Its only me na husband my mum lives abroad and missing her so much.

Janet

Janet500
Posted by

Hi Shelley I have send a friend request.I hope its ok with you.

ShelleyL
Posted by

I’ve accepted your friend request ^_^

You and I sound like we have alot in common; I’m 37, no kids (and no husband yet) and was relatively healthy before being diagnosed in 2018. The cancer had initially spread to my lymphnodes and vertebrae but thankfully, the first round of chemo and radiotherapy killed everything and I was in remission until July 2019. The cancer returned on my lymphglands inbetween my lungs which the palbociclib & letrozole was shrinking, then later on my liver which it continued to shrink on both sites but now it’s stopped working for the liver. The lymphglands are still shrinking though, which doesn’t make any sense but..... I am grateful that there is a medication available for me and am positive that it will work.

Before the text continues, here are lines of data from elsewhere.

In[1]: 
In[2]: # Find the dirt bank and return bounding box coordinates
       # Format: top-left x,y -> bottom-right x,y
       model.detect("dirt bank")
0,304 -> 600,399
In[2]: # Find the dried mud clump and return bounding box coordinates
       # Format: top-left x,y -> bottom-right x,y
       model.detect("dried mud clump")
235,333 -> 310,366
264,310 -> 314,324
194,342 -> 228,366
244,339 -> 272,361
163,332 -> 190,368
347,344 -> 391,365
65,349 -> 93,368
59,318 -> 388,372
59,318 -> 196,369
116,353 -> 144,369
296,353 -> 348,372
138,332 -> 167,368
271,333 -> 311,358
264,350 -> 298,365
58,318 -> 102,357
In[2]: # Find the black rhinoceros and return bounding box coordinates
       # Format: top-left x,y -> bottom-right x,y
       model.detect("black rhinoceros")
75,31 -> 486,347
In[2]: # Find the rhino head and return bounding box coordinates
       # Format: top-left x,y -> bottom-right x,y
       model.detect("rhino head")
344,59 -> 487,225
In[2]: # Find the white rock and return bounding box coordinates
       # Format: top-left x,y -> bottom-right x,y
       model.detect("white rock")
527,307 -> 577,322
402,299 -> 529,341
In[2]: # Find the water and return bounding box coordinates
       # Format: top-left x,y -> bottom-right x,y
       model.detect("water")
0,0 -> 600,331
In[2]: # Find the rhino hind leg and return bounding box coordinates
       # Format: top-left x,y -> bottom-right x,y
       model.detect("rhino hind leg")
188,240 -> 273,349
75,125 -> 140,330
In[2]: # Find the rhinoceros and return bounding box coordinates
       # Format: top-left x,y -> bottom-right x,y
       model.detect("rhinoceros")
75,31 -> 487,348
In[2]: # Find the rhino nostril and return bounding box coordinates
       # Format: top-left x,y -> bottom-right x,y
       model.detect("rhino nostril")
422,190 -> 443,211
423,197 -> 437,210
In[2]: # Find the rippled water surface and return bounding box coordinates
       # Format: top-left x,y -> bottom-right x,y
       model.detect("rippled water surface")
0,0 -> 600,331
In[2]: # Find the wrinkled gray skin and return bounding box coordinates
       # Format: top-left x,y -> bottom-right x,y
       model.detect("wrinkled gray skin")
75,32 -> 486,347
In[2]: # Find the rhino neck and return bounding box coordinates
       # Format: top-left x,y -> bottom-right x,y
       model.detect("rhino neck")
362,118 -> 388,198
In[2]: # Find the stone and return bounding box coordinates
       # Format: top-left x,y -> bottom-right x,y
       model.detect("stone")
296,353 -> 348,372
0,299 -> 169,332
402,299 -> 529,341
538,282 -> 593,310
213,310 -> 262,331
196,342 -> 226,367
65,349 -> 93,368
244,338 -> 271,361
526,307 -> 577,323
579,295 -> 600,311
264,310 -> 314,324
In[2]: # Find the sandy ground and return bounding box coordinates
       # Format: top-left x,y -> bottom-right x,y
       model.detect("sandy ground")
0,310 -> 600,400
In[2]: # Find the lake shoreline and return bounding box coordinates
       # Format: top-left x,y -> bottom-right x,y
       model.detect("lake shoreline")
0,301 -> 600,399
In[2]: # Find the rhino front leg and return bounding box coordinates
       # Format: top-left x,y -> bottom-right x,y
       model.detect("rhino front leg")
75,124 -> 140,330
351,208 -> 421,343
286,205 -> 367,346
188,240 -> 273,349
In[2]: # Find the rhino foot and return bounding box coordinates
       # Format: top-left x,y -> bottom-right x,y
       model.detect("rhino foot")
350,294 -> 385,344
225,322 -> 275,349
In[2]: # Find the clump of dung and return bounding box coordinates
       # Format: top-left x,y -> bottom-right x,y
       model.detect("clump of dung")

It must be hard having your mum so far, it sounds like you and her have a close bond - maybe you can facetime or skype? That might help xx

 
Affirmation: I Will Live and The Cancer Will Die.
 
Babs1313
Posted by

I finished 12 rounds of Paclitaxel in February and found it ok. Bit of diarrhoea for a day or two after treatment and some numbness and tingling in my toes which I still have, but apart from that I felt ok. I've heard it's gentler than Docetaxel too. I had it weekly and it had less side effects than the red one, FEC. That one is really not nice. Hope all goes well.

Babs

Every day is a new day
Minidriver
Posted by

Hi ShelleyL, i was put on Paclitaxel in March and i am in on Monday for the start of cycle 5. No problems for me apart from pins and needles and nails have lost their shine. Using a cold cap during treatment which has helped me retain my hair.